Mientras escribo esto, la cifra oficial de muertos es de 586. Según ciertos testimonios, la cifra real es mucho mayor. Hay más de 5.000 personas heridas. Al menos 20.000 familias sin casa. El número de desaparecidos es incierto. Mi familia y mis amigos se salvaron y, en la mayoría de casos, se encuentran bien. Sin embargo, nunca antes había experimentado la sensación de la muerte de un modo tan invasivo, directo, punzante e veraz. No sabía que los países se desgarran y sangran sin que se pueda hacer algo para evitarlo. Antes del 16 de abril no sabía que escribir, en realidad, no iba a servir de nada ante un cataclismo.

El domingo, mientras seguían las réplicas, comenzaron las muestras de solidaridad del pueblo ecuatoriano. Ya no escribiré mi artículo sobre la segunda parte de El Quijote para el 23 de abril. Pero la actitud de gran parte de la población del Ecuador, su entrega y sacrificio, me recuerdan indudablemente a la dignidad y al coraje del caballero de la triste figura, Don Quijote de la Mancha, luz y espejo de la caballería andante, que en tan calamitosos tiempos se puso a defender a las doncellas, amparar a las viudas y socorrer a los huérfanos y a los menesterosos.

Cuando le pedí a Diego Araujo que me diera una columna de opinión tenía la sospecha de que mi palabra podía influir en los grandes debates públicos que definían el destino del Estado. Me la dio muchos años después y una sola ocasión, la cual motivó la sabatina de un megalómano y más odio del poder contra el extinto diario Hoy. Ahora, escribir esta columna me ayuda a no volverme loco y a racionalizar, en alguna medida, los hechos atroces de la naturaleza. Consigno en palabras mi impotencia y frustración frente a las muertes y sufrimientos de tantas personas.

Siempre he pensado que la muerte resulta un espacio de paz absoluta y merecido descanso luego de un ruido feroz.

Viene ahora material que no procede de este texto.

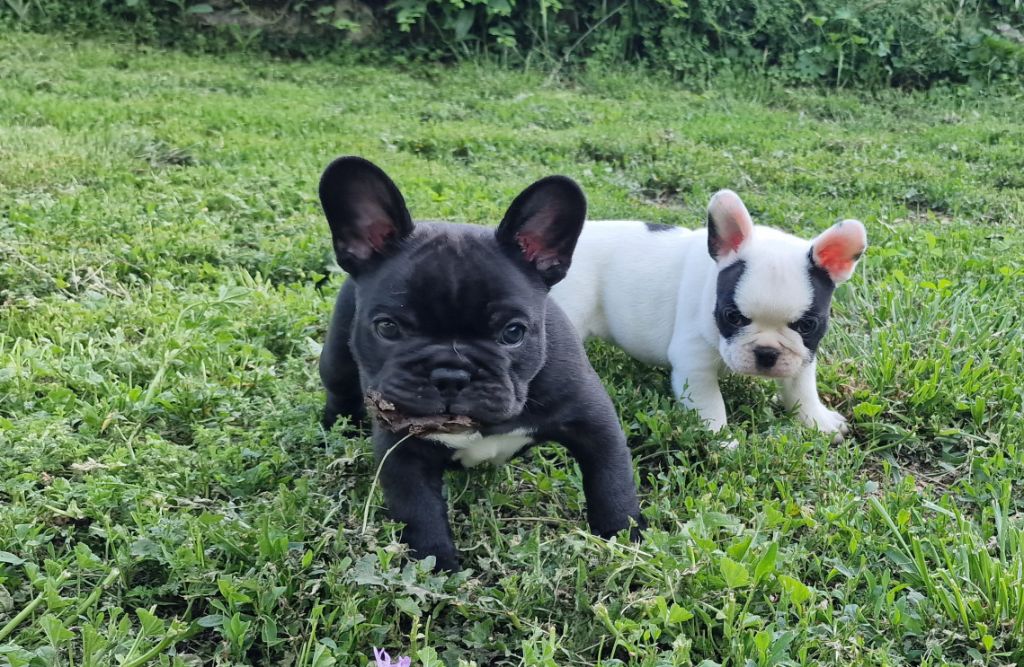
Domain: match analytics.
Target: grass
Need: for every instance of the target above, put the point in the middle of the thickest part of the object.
(165, 281)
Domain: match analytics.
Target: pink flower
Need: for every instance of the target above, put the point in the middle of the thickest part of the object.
(384, 660)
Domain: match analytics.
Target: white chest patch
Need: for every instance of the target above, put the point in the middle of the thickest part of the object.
(473, 449)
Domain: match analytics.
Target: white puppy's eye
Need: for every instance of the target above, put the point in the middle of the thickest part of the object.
(805, 326)
(387, 328)
(734, 318)
(512, 334)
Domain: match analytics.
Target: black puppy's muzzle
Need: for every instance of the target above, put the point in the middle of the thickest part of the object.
(450, 381)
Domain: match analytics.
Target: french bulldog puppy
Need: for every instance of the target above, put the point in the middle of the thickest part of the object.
(750, 297)
(446, 331)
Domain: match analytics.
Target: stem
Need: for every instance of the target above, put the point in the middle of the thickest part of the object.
(27, 612)
(373, 487)
(155, 651)
(97, 591)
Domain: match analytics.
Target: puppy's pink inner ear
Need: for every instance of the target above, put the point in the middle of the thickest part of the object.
(737, 224)
(537, 251)
(839, 249)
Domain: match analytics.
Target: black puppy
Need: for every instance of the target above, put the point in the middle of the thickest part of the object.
(449, 331)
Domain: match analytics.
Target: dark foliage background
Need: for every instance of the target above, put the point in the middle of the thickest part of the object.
(906, 43)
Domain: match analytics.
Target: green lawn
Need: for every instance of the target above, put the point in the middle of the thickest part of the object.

Pero es duro ser sobreviviente y vivir la pérdida. Escribo esto, para que el lenguaje me ayude a superar el vacío que dejan tantas muertes. Para recordar, de algún modo, a las almas apagadas en un instante aterrador. Para aplaudir el valor de quienes tan empecinadamente han intentado salvar vidas entre los escombros.

Quizá escribir sirva de algo. Ojalá la palabra, hoy tan sinsentido e inservible, nos pueda en el futuro ayudar a recordar y a levantar el edificio de nuestra memoria familiar, nacional y humana. Una crónica de Carlos Arcos Cabrera, desde la zona del desastre, me ayudó a ver la utilidad de la palabra al registrar el tiempo y la valiente lucha de los humanos contra sus adversidades. La fuerza de la palabra para dar ánimo a un país y decirle a la gente que debemos seguir adelante, que la vida sigue y que sí podremos levantarnos.